- The LIBOR first hit the lending market in 1986 in an attempt to bring more uniform lending to the British markets. As banking became more complicated with new and innovative financial products, interest rates had to be managed to control price gouging and unethical lending.
- Many adjustable-rate mortgages are tied to the LIBOR. An adjustable-rate loan has both a margin (a constant rate) and an index (a fluctuating rate). When calculating interest changes on mortgages, lenders add the margin to the current rate of the index. For example, if a customer has a margin of 3.5 percent and the LIBOR is currently 4.32 percent, the customer's new interest rate will be 7.82 percent.
- The LIBOR controls the ease with which banks can obtain new funds. In times of financial stress or crisis, the LIBOR increases, in turn decreasing lending between banks. Banks tend to hoard capital during down economies to protect their investments and ensure they can meet their own debt payments.

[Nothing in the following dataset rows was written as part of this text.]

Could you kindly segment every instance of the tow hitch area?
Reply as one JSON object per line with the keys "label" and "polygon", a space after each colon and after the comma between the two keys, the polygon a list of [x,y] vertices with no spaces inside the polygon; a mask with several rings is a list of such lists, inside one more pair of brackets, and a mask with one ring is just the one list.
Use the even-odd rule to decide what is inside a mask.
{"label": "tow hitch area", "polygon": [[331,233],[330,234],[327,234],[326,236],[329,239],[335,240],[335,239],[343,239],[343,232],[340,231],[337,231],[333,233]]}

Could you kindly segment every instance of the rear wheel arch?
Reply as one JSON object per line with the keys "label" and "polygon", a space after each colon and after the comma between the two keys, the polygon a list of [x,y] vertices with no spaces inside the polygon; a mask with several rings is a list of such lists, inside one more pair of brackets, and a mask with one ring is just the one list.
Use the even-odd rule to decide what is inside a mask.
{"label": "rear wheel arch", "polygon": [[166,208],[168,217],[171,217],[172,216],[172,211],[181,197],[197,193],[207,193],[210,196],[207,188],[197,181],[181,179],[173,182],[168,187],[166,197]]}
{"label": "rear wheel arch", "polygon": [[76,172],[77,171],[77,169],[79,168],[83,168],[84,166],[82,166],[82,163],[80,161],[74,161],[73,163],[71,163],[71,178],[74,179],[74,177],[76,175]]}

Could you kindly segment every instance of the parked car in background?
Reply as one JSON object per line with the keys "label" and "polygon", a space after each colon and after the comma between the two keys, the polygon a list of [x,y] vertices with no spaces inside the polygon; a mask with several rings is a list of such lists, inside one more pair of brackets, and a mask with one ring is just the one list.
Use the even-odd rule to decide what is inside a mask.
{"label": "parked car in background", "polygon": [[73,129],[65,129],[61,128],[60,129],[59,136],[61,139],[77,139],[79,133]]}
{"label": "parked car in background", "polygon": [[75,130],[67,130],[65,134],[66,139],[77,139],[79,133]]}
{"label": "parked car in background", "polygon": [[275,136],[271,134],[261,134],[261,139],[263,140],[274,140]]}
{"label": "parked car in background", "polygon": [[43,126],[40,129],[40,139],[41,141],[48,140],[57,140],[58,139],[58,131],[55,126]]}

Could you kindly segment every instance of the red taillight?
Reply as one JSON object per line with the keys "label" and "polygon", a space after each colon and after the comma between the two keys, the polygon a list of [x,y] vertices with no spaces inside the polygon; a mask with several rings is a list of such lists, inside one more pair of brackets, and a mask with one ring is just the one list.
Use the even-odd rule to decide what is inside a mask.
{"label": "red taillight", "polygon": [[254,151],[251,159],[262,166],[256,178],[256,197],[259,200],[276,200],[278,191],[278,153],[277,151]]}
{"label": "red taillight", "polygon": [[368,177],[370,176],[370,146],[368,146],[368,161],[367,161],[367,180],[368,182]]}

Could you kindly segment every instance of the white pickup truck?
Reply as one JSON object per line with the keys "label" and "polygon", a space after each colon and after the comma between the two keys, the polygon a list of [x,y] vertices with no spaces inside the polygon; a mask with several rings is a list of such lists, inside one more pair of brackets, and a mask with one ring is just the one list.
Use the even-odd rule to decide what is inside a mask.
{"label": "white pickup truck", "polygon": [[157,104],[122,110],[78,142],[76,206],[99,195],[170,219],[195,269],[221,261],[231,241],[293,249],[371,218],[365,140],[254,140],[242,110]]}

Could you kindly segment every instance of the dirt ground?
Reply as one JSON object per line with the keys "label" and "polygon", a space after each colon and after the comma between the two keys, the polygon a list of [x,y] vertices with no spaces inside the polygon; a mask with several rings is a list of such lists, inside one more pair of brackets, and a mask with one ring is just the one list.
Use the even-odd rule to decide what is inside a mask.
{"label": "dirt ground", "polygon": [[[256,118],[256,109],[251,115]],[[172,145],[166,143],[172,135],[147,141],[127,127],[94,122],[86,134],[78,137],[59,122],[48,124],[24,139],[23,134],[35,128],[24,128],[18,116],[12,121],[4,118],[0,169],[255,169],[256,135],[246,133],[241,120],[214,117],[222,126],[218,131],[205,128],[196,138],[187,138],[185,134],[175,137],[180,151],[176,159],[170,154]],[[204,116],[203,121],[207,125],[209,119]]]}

- The British Bankers Association sets the LIBOR rate on a daily basis, and it's then disseminated to financial reporting companies and publications. The British Bankers Association was the group responsible for creating the LIBOR rate in the 1980s in response to increasing pressure to standardize high-finance lending.
- The LIBOR is published every day in various locations. The Wall Street Journal--both online and in print--publishes the daily LIBOR. Other sources include Bloomberg news services, CNBC and most major newspapers.